All were overage. None dared protest.
At seventy a poor man without relatives willing to care for him was supposed to let himself be permanently retired to a Home for Seniles. If he wasn't senile and didn't want a home with barred windows and a barbed wire fence, he had to lie low and keep his mouth shut.
Anyone could charge an overage person with incompetence. The charge was not a crime and so had no defence.
All of which was old stuff to Ollie Hollveg. He'd been dodging the geriatricians for sixteen years. He considered himself used to the setup.
Yet something about the rancher, Rost—maybe his excessive weight, in contrast with the pickers' under-fed gauntness, or maybe his cardboard cowboy boots and imitation sombrero—made Ollie boil in spite of himself.
He tried not to show his feelings.
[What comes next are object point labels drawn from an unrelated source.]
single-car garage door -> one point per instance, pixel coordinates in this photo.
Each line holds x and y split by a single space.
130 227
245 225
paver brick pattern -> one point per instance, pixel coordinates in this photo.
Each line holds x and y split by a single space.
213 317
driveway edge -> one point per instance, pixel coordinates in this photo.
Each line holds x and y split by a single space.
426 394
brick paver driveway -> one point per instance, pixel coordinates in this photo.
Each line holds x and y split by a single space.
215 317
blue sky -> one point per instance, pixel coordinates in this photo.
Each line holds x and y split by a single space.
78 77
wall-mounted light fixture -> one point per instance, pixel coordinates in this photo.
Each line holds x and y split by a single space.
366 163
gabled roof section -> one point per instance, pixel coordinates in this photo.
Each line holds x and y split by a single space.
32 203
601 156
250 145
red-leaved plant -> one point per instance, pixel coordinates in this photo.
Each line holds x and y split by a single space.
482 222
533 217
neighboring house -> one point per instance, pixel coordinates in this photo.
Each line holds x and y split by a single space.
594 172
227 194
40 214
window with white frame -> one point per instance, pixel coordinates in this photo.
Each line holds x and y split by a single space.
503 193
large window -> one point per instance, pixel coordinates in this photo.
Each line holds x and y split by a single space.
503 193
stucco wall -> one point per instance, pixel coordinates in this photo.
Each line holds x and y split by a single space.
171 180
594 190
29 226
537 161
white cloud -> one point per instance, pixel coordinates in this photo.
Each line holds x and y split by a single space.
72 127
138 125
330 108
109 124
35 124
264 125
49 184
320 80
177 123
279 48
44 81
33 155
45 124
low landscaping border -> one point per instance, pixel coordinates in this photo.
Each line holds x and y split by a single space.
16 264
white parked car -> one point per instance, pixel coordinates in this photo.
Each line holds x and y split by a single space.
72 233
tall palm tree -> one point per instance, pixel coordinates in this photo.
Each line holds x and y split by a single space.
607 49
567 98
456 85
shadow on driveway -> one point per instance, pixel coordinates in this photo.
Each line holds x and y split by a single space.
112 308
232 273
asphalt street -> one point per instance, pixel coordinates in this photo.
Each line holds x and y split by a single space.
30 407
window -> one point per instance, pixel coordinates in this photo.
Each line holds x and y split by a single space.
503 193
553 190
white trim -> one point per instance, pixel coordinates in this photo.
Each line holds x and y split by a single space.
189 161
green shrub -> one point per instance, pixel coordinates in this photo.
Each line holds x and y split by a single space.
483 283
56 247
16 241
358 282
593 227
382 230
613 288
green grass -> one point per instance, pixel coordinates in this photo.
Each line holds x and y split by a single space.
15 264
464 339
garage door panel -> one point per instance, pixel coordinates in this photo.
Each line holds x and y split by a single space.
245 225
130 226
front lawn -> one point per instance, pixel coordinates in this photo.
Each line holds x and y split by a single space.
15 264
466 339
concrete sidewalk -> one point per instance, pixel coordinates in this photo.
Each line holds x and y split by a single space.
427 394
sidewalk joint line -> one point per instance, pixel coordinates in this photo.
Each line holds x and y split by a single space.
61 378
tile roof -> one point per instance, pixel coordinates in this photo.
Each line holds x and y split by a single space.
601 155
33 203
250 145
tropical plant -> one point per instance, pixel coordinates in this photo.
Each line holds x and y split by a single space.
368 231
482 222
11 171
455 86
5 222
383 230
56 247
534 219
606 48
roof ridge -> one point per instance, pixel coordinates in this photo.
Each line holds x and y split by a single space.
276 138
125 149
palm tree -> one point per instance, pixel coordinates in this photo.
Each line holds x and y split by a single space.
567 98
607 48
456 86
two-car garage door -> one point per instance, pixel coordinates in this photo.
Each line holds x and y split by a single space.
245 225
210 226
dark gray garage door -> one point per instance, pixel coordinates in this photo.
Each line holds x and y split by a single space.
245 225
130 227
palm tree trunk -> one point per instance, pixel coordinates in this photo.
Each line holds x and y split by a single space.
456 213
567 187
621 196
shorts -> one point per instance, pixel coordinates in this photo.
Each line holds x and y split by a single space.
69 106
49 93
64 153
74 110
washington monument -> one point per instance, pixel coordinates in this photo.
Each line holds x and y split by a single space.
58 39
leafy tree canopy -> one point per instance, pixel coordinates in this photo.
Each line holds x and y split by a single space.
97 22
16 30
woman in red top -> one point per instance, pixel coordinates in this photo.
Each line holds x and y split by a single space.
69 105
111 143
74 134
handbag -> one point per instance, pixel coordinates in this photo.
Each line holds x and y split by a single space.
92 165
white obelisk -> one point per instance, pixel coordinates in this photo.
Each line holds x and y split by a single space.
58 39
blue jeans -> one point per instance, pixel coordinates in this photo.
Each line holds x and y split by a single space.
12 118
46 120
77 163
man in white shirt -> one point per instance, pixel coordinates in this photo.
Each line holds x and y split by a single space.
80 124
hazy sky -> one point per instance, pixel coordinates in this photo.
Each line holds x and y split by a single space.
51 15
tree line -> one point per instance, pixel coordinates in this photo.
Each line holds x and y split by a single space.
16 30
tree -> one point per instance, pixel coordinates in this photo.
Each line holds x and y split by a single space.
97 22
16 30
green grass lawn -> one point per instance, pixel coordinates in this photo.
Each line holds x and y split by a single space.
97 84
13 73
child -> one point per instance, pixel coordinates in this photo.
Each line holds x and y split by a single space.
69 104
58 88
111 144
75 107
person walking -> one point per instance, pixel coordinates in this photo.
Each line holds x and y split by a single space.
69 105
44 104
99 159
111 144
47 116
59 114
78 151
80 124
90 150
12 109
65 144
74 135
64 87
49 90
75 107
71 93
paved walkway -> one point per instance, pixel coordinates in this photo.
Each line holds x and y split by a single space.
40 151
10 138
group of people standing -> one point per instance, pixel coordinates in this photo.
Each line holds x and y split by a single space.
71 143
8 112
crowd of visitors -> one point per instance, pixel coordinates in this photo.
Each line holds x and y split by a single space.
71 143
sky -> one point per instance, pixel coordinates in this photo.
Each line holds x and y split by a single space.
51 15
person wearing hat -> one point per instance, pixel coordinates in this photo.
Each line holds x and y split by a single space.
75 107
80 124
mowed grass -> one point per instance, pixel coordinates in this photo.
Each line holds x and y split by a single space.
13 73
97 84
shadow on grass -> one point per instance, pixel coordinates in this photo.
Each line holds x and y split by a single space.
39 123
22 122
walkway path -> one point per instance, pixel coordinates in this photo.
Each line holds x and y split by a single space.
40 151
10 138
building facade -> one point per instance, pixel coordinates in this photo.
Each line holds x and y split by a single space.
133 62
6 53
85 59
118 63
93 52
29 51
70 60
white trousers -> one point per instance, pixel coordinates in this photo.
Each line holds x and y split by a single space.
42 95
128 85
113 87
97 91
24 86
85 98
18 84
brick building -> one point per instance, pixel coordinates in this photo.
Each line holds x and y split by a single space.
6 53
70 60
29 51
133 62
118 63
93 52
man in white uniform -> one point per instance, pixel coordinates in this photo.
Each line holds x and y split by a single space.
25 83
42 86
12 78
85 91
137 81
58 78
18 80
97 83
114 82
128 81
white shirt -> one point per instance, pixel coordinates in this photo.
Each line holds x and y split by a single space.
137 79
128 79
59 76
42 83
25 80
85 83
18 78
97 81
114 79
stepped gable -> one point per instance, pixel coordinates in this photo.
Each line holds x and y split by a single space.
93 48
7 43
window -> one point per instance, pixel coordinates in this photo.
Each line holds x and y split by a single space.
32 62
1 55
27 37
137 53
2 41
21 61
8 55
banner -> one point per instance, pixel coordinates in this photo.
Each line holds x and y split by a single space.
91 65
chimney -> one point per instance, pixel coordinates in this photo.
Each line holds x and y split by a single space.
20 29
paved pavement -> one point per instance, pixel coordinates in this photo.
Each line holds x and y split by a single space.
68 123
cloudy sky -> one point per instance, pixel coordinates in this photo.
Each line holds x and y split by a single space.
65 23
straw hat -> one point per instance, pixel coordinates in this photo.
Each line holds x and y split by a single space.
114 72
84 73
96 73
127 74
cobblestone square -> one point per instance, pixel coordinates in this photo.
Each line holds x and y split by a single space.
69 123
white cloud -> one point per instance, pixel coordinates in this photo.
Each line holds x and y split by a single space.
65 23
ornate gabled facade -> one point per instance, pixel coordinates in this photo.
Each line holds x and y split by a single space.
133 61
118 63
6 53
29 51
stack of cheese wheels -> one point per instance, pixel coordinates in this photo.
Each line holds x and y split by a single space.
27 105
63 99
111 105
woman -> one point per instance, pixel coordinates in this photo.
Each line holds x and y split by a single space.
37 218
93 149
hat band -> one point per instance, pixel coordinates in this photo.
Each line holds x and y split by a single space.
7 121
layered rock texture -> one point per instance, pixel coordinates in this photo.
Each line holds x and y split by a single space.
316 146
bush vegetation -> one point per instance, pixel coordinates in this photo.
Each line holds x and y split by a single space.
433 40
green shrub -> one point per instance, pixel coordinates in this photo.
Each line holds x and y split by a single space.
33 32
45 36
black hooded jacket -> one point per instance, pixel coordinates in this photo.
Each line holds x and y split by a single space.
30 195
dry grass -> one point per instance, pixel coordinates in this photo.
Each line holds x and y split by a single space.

But when he was called to the tally table the rancher scowled up at him defensively and said, "Don't glare at me, Hollveg! If you moved as fast picking tomatoes as you do collecting your pay, you'd have earned more than this."
He pushed out a little pile of coins that came to four dollars eighty-seven cents.
"Odd pennies?" Ollie's voice broke as he fought to keep it under control. "Odd pennies, when picking's at the rate of two bits a lug? That can't be right. Just because we're old, you're stealing from us!"
Rost's fat face turned livid. "Call me a thief?" he sputtered. "Get off my land!"
Rost jumped clumsily to his feet, upsetting the tally table. Ollie bent to retrieve the coins scattered in the dust.